We were saddened this morning to learn of the death last night of John Matshikiza, South African actor, director, producer, playwright, poet, journalist and regular columnist on the Mail & Guardian.
Son of the musician, composer, and one of the first writers for Drum Magazine, the late Todd Matshikiza, John was born in Johannesburg in 1954 but, in 1960, moved with his parents to London where he trained in drama and also worked in theatre, television and film. His family banned from South Africa under the apartheid regime, he was finally able to return home to Johannesburg in 1991. Among his many film roles, he played the part of Mapetla in Cry Freedom, of Walter Sisulu in Mandela, and most recently of Rwandan President Juvenal Habyarimana in Shake Hands with the Devil (2007).
June, on behalf of the Museum of London, commissioned John to write a play for the 2007 bicentenary of the Abolition of the Atlantic Slave Trade. He duly delivered the wonderful Turning the Tables, a manic intellectually dazzling cascade through the history of humankind from Ancient Egypt, Greece and Rome, the Songhai empire, Great Zimbabwe, the Andalusia of Tariq ibn Ziyad, the revolutionary Haiti of Toussaint Louverture, all to the music of Archie Shepp and Rahsaan Roland Kirk.

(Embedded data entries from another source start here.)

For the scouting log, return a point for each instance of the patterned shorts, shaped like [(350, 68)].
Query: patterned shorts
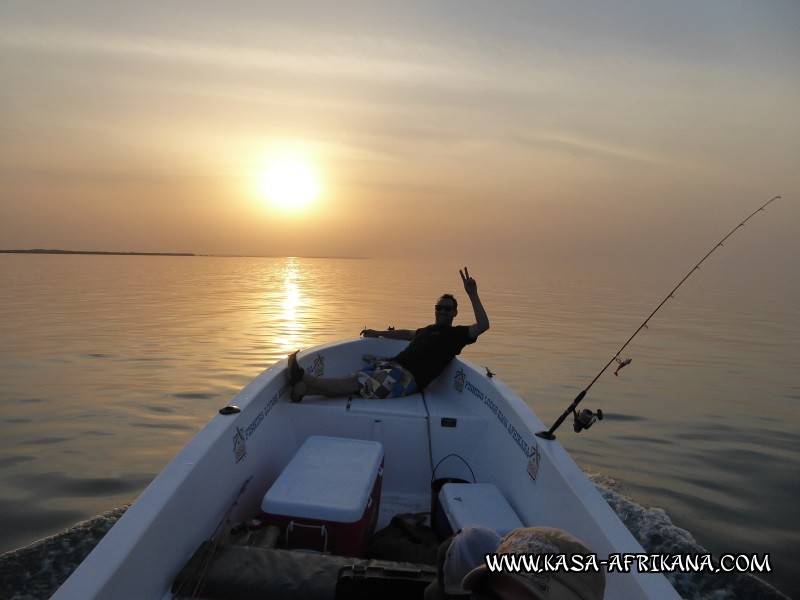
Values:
[(385, 380)]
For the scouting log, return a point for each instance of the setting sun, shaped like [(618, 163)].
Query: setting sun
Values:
[(289, 184)]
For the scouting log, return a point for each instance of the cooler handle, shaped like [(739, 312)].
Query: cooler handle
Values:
[(322, 531)]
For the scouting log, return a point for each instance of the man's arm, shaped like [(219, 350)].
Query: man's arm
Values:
[(481, 318), (392, 334)]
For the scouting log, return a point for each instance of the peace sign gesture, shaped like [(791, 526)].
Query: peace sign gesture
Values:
[(470, 285)]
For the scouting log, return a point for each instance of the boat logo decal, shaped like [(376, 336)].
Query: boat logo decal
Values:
[(239, 447), (460, 379), (239, 450), (318, 368), (516, 435), (533, 464)]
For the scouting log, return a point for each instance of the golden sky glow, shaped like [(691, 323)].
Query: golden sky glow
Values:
[(552, 130)]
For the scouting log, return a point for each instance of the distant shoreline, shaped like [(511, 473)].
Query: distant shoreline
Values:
[(110, 253), (43, 251)]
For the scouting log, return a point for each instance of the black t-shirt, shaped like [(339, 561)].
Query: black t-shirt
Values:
[(431, 350)]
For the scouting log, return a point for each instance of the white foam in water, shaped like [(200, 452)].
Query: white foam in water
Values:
[(657, 534), (38, 570)]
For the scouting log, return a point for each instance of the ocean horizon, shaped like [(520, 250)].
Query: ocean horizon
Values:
[(110, 364)]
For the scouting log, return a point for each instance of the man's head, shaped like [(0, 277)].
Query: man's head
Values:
[(446, 309)]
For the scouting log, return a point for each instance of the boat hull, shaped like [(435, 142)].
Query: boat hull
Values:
[(467, 426)]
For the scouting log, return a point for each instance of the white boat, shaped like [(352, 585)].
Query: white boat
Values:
[(468, 417)]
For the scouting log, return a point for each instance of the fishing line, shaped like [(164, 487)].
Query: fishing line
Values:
[(586, 418)]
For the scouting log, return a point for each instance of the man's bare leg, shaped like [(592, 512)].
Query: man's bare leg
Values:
[(332, 386)]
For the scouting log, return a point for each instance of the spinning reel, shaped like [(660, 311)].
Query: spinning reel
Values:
[(585, 418)]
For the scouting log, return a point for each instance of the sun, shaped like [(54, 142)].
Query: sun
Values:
[(289, 184)]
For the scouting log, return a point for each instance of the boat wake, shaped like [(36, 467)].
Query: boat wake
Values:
[(657, 534), (38, 570)]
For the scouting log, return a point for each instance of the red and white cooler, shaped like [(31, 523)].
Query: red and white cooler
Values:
[(327, 498)]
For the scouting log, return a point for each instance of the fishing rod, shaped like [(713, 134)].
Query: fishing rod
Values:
[(586, 418)]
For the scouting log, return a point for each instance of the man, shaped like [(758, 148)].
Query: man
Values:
[(430, 351)]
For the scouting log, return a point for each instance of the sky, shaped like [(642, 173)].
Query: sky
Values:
[(570, 130)]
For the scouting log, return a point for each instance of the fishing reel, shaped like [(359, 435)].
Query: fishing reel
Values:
[(585, 418)]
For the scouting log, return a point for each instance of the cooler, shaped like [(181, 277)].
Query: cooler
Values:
[(327, 498), (475, 504)]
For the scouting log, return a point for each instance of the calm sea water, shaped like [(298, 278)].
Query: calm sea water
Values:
[(110, 364)]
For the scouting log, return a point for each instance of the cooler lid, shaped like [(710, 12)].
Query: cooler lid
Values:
[(329, 479), (478, 504)]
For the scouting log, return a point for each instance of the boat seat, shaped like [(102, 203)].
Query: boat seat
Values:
[(463, 504), (244, 572)]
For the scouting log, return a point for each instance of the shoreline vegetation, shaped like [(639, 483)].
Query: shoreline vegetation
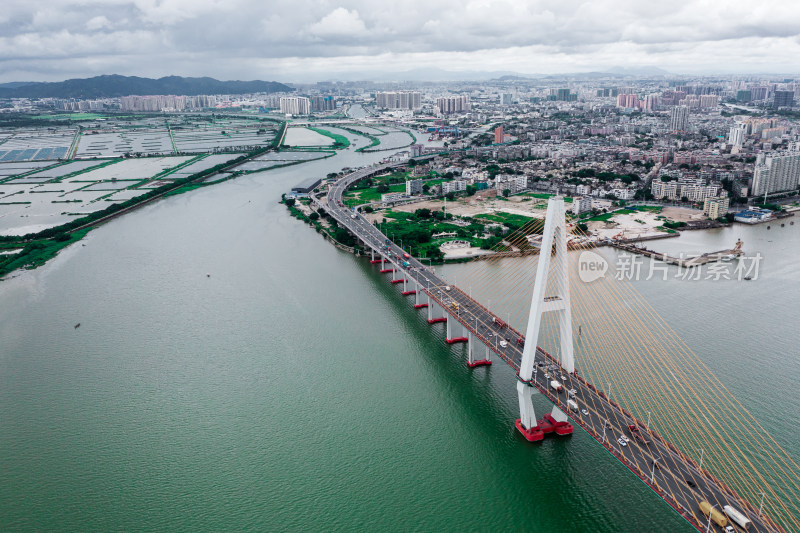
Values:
[(340, 142), (35, 249)]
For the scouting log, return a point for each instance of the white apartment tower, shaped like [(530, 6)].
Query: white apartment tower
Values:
[(679, 118), (777, 172)]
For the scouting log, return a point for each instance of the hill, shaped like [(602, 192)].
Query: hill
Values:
[(115, 86)]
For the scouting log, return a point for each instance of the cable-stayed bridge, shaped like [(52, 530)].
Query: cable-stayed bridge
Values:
[(654, 370)]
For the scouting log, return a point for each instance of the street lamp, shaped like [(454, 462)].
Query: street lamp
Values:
[(708, 527)]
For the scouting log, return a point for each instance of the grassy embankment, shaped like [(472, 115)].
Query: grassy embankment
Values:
[(374, 141), (339, 141), (36, 252), (35, 249)]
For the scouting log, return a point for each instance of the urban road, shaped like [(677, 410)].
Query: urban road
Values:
[(672, 475)]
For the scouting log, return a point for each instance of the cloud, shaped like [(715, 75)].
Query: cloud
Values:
[(244, 39), (339, 23), (98, 23)]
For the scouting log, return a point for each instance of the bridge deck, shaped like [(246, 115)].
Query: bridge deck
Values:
[(599, 416)]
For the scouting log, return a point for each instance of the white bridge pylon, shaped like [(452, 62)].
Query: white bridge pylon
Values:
[(550, 295)]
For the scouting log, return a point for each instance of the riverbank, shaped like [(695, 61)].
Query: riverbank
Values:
[(35, 249)]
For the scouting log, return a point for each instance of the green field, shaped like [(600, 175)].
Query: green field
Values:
[(339, 141), (71, 116)]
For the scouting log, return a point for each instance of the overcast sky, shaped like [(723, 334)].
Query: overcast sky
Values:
[(306, 40)]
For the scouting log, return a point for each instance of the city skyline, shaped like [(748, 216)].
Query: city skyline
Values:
[(316, 40)]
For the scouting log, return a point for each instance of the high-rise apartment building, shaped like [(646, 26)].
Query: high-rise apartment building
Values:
[(716, 207), (498, 135), (628, 101), (323, 103), (453, 104), (651, 102), (783, 99), (454, 186), (777, 172), (679, 118), (399, 100), (295, 105), (736, 137)]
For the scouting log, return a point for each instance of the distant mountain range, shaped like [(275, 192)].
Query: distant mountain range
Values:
[(115, 86)]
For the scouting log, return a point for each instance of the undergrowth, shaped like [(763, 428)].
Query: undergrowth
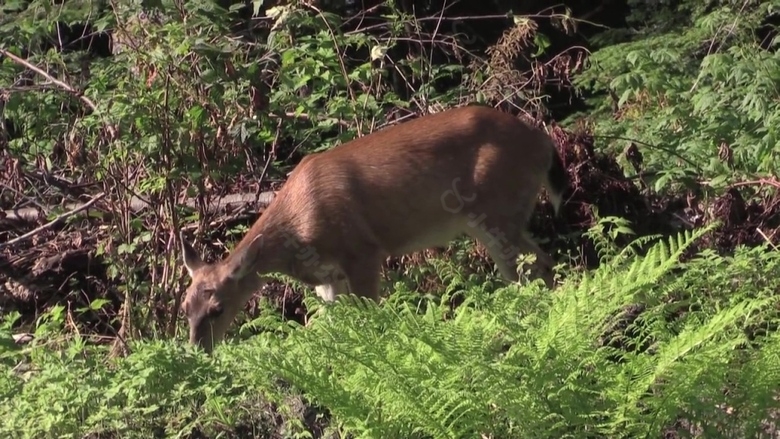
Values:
[(516, 362)]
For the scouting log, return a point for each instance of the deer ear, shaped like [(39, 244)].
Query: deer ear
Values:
[(191, 258), (243, 263)]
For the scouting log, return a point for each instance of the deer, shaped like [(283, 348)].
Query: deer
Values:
[(472, 170)]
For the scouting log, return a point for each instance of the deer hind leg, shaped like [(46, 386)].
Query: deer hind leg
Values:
[(329, 291), (505, 239)]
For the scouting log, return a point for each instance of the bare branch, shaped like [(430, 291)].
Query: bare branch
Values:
[(51, 223)]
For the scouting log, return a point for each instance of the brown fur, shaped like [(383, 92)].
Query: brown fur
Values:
[(472, 170)]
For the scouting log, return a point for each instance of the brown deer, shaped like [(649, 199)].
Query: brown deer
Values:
[(472, 170)]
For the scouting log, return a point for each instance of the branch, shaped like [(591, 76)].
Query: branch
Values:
[(51, 223), (87, 101)]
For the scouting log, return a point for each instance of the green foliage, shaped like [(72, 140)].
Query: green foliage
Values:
[(517, 361), (700, 100)]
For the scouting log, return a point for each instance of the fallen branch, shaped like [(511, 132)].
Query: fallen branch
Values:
[(53, 222), (67, 87), (137, 204)]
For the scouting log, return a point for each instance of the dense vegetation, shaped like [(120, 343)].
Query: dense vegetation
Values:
[(124, 123)]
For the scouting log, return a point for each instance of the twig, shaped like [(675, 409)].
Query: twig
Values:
[(51, 223), (87, 101)]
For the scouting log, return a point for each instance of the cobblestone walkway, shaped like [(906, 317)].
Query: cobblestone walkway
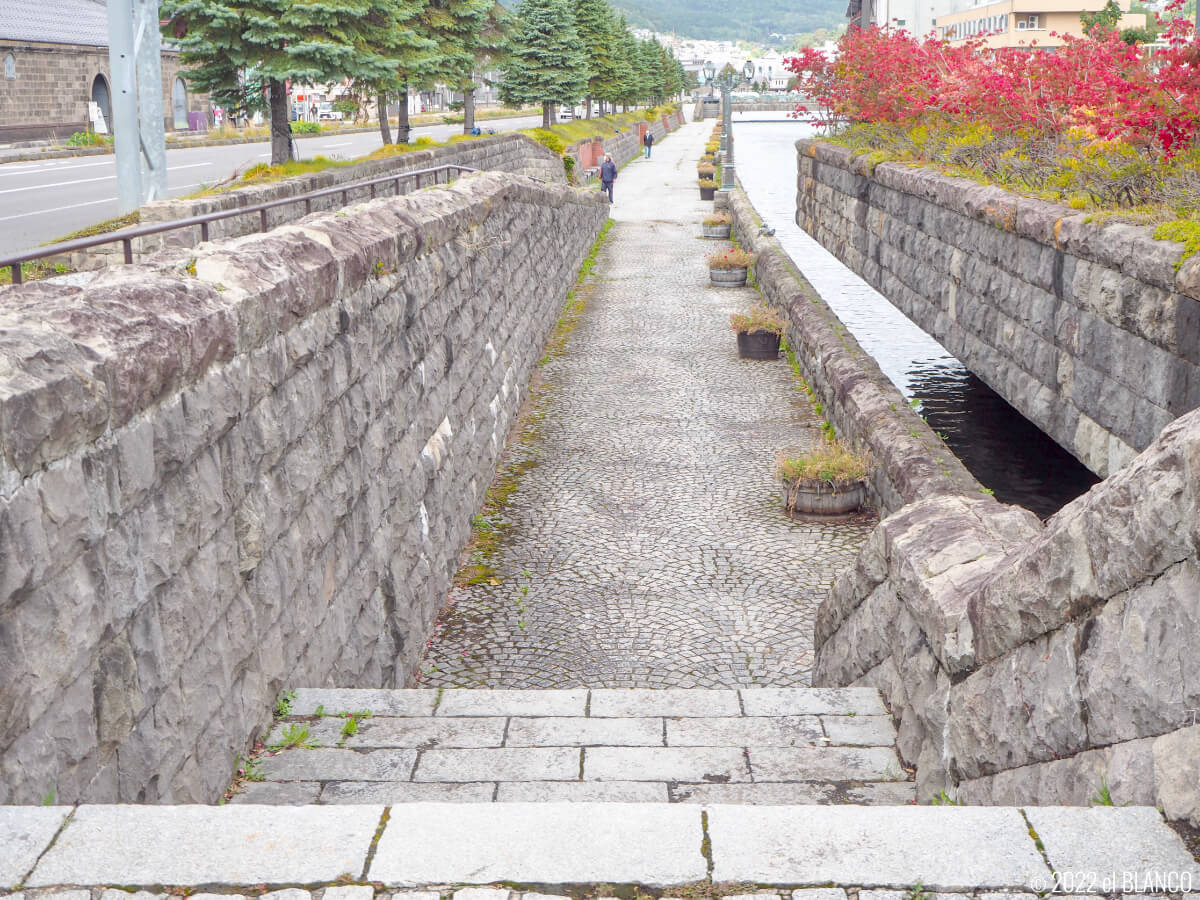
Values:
[(647, 545), (751, 745)]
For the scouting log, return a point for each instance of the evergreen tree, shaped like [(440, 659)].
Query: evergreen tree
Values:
[(594, 22), (612, 89), (492, 46), (547, 65), (633, 73), (281, 40), (459, 28)]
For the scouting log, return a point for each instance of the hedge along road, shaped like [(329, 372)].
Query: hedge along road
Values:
[(42, 201)]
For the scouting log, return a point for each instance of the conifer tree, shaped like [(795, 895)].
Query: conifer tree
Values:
[(547, 65), (617, 89), (492, 46), (281, 40), (457, 27), (594, 23)]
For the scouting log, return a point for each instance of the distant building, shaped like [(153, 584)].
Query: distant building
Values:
[(54, 63), (1013, 23)]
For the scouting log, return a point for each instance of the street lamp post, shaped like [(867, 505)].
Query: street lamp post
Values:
[(730, 79)]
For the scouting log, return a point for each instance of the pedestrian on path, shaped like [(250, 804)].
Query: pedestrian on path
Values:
[(607, 175)]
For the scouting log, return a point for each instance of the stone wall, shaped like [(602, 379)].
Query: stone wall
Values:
[(1087, 330), (505, 153), (624, 147), (252, 466), (1030, 664), (856, 396), (48, 96), (1024, 661)]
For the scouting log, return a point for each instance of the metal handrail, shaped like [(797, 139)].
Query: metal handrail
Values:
[(127, 235)]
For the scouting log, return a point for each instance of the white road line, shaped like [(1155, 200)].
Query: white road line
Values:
[(57, 209), (89, 203), (43, 167), (102, 178), (59, 184)]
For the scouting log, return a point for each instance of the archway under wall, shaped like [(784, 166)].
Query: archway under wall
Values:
[(103, 99)]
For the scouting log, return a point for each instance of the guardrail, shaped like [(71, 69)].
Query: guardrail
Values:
[(127, 235)]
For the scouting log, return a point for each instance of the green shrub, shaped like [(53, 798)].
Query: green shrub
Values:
[(761, 318), (550, 141), (88, 138), (832, 461)]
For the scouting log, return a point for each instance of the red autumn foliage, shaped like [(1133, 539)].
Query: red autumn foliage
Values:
[(1096, 83)]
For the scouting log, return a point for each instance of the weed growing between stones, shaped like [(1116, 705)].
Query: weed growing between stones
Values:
[(490, 525), (294, 736), (283, 705)]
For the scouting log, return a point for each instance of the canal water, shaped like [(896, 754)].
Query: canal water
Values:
[(1002, 449)]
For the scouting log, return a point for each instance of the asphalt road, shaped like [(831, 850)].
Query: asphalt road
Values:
[(43, 201)]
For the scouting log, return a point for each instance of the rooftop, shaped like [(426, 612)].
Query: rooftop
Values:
[(79, 22)]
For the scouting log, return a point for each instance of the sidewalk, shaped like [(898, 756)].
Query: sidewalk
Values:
[(647, 545)]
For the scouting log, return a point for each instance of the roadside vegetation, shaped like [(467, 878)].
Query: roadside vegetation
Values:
[(1098, 125)]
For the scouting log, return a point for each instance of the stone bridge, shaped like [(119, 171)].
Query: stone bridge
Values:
[(1091, 331)]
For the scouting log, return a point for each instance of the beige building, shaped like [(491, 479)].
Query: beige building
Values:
[(1013, 23)]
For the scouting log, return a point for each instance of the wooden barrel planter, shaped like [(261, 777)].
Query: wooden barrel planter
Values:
[(727, 277), (757, 345), (811, 497)]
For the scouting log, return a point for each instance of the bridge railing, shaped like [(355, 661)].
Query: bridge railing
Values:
[(127, 235)]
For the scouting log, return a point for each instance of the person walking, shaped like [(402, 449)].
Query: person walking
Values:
[(607, 175)]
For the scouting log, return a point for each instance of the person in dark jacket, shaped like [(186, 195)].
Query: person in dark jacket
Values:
[(607, 175)]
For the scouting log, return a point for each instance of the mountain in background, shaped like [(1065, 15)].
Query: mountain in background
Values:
[(733, 19), (730, 19)]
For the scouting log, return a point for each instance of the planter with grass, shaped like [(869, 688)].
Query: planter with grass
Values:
[(718, 225), (827, 481), (729, 268), (759, 333)]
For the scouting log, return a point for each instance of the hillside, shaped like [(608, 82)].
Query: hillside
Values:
[(733, 19), (730, 19)]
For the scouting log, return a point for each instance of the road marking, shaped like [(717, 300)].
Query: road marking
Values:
[(89, 203), (102, 178), (57, 209), (43, 167), (59, 184)]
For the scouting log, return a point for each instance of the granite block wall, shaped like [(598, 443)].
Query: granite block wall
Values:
[(628, 144), (1090, 331), (911, 462), (1029, 663), (48, 93), (252, 466)]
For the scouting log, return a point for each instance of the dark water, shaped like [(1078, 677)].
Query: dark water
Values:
[(1002, 449)]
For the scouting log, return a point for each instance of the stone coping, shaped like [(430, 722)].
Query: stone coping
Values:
[(912, 462), (1127, 247), (253, 849)]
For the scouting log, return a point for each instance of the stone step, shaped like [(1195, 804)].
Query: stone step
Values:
[(629, 745), (365, 851)]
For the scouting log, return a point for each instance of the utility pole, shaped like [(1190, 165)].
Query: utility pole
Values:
[(135, 57)]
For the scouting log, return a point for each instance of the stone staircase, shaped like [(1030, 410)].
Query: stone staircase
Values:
[(736, 747)]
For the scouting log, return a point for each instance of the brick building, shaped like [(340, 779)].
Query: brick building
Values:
[(54, 61)]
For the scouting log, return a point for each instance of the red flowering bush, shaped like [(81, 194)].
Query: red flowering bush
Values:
[(1099, 84)]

John and I shared a love of jazz, and I took mischievous glee in introducing him to pieces by Archie Shepp, Eric Dolphy, Pharoah Sanders, and others, that even John–a jazz aficionado–hadn’t heard before.
John was a modest and humorous man, a kind and gentle soul, an intellectual as much as an artist, politically astute and–as witnessed by his journalism–very much his own man. We feel privileged to have known him, and very sad at having lost a friend.